Publié le 02 décembre 2016

Pratiquer la RSE

Pêche durable : le label MSC est-il fiable ?

C'est l'un des plus connus des consommateurs. Destiné à lutter contre la surpêche, le label MSC est critiqué par plusieurs ONG environnementales, dont le WWF, qui en est pourtant partie prenante. En cause : des irrégularités, des exigences à la baisse, voire des "conflits d'intérêts". Le consommateur peut-il faire confiance au label de pêche durable ? 

Le consommateur peut-il faire confiance au label de pêche durable ? Le label MSC est critiqué par WWF. Ci-dessus, pêche au thon albacore au large de la Thaïlande.
H3CT02 / iStock

Le label MSC (Marine Stewardship Council) pris sous le feu des critiques. Créé en 1997, il ambitionne "d’améliorer la santé des océans". Comment ? En certifiant des pêcheries, des conserveries, selon une gestion durable des stocks de pêche. Le but : permettre aux consommateurs de ne pas acheter des poissons menacés d'extinction.

Mais un rapport interne du WWF, membre des organes de gouvernance du label, remet en cause la certification MSC de certaines pêcheries. Particulièrement celle de la compagnie Maldives Pole & Line, spécialisée dans la pêche à la ligne de thons tropicaux (albacore et listao) dans l'océan Indien. Les stocks d’albacore sont faibles dans cette zone et aucun quota ne limite la quantité de capture. Face à l’objection du WWF, la certification de la pêcherie a été suspendue en avril 2016.

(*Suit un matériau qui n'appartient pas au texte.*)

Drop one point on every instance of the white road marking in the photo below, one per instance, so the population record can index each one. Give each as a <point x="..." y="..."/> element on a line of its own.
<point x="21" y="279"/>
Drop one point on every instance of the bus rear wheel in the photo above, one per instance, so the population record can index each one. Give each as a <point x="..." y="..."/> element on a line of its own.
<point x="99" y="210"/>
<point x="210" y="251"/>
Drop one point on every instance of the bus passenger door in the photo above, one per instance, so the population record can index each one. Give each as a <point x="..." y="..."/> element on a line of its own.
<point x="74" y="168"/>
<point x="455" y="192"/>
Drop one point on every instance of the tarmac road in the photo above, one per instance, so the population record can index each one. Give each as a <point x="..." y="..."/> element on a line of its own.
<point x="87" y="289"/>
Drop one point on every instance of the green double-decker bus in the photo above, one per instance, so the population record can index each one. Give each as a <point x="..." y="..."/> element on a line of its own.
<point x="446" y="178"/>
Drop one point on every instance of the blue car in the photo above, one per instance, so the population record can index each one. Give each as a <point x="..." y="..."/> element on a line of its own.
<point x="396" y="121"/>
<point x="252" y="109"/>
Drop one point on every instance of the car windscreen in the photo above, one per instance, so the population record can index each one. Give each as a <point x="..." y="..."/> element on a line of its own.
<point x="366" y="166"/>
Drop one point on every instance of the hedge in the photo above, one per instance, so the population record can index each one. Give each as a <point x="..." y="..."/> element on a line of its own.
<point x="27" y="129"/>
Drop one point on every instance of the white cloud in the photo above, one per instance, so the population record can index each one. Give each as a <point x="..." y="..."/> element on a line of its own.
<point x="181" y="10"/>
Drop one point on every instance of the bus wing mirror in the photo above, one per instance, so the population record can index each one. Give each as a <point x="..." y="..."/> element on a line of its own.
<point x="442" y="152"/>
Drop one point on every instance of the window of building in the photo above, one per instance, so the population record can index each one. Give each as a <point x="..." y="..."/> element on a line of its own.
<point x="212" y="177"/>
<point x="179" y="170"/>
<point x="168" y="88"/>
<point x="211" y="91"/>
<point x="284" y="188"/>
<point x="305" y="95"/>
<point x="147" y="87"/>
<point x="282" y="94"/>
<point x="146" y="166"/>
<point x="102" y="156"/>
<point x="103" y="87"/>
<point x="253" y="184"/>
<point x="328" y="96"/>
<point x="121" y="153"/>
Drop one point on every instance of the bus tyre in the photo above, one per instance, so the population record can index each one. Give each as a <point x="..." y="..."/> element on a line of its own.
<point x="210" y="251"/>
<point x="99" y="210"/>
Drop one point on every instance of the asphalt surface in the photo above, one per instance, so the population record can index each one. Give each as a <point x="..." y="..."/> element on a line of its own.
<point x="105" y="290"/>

Le rapport de l'ONG dénonce des "exigences de labellisation en baisse", des "irrégularités" et même des "conflits d’intérêts".

 

Le label est-il efficace ? 

"Les pêcheries labellisées s’améliorent", note le MSC dans son rapport annuel sur les impacts environnementaux. "Les stocks de poissons sont en meilleure santé".

 

Les exigences du label ont elles baissé ?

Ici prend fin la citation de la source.